Octobre et ses premières pluies indiquent qu’il est temps de prendre ses quartiers d’hiver. Direction Marseille, la seule ville capable de me réconcilier avec l’automne. Ici plus qu’ailleurs, quand on a une idée, il faut la mener à terme. Prenez la corniche mais prenez là jusqu’au bout. Car à la fin de cette route se trouve la calanque de Callelongue, la partie la plus grecque de la citée phocéenne. Niché au fond d’un cirque calcaire sauvage, le petit port avec ses maisons bancales et surtout le restaurant La Grotte dont la décoration grand siècle offre un peu de ce mauvais gout qu’on apprécie tant à Marseille. Le site est magnifique , la terrasse rêvée et la cuisine de grande qualité. Choisissez un poisson du jour, il sera le meilleur prétexte à ouvrir la carte des vins. Installé ici, ce n’est pas le moment de flancher, ni d’hésiter. Ne laissez pas vos amis entamer de ces discussions stériles : on prend un rosé ou un rouge, une bouteille ou un pichet ? Vous n’avez pas fait un millier de kilomètres pour ergoter sur la qualité du vin. Ce sera un château Simone blanc ! Vous ne pouvez pas vous tromper c’est le flacon le plus cher de la carte.
Mais aussitôt, château Simone effacera tous les mauvais souvenirs de vins de Provence. Un soir pour oublier des décennies de vacances dans le Sud, cela n’a pas de prix. Seul, ou presque, domaine de la microscopique appellation Palette, le château Simone domine dans les trois couleurs. Même si le blanc, majoritairement vinifié à partir du cépage Clairette, est le seul vin capable d’entrer dans la cour des grands blancs de notre pays.
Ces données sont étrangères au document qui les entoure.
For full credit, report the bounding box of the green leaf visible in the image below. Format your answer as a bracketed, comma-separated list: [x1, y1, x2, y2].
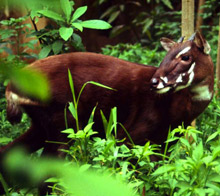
[100, 110, 108, 132]
[81, 20, 112, 29]
[152, 165, 175, 176]
[108, 11, 120, 23]
[0, 137, 12, 144]
[60, 0, 72, 22]
[52, 40, 63, 54]
[162, 0, 173, 9]
[59, 27, 73, 41]
[192, 141, 203, 161]
[71, 22, 83, 32]
[4, 150, 136, 196]
[39, 45, 52, 59]
[71, 6, 87, 23]
[38, 10, 65, 22]
[84, 122, 94, 133]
Son nez développe des notes florales qui répondent agréablement à sa belle robe dorée. Mais c’est la bouche qui donne toute la mesure. Franche, développant ce beau gras si fragile qu’il faut toute la rigueur de l’élevage du vin pour ne pas perdre l’équilibre. Pensez un instant à Paris, puis regardez autour de vous. Cela ne fera que décupler votre bonheur.
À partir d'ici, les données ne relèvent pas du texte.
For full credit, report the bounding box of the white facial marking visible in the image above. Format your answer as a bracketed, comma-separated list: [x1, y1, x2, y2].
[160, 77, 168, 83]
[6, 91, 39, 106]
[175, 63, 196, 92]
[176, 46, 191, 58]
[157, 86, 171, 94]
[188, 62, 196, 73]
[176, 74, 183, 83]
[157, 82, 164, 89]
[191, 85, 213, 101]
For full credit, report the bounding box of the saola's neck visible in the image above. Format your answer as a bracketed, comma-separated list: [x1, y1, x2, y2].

C’est dans ce sens qu’il faut aborder le château Simone. De Marseille à Aix en Provence, de la franche camaraderie marseillaise à la distance aristocratique aixoise. Car le domaine est situé aux portes d’Aix en Provence. Attention, château Simone n’est plus tout à fait en Provence, il est déjà en Toscane. Tout y rappelle l’Italie. La frontière entre les faubourgs de la ville et le domaine est marquée symboliquement par le passage d’un petit pont romain, étroit et pierreux. Puis s’ouvre les grilles du domaine et au bout d’une très longue avenue pentue : le château. La veille, vous en avez eu un aperçu sur l’étiquette de la bouteille. Il manquait simplement les couleurs, les cyprès, la légèreté de l’air et les montagnes en fond. Il manquait la Toscane. « Château Simone, Théatre des grands vins », telle est la signature du domaine, un peu pompeuse il faut le reconnaitre.
La terrasse du château est l’endroit le plus magique, elle donne sur les petites parcelles de clairettes orientées vers le Nord. Il n’y a pas de grand vin qui ne naisse dans un bel endroit. Seule déception, on ne peut pas, ou du moins je n’ai pas pu, déguster les vins en cave. Mais vous pouvez acheter sans risque le rouge, le rosé et surtout le blanc que vous avez gouté à Callelongue. Ensuite, allez saluer la Sainte Victoire. Une fois par an, j’ai besoin de voir cette montagne sacrée. C’est vital.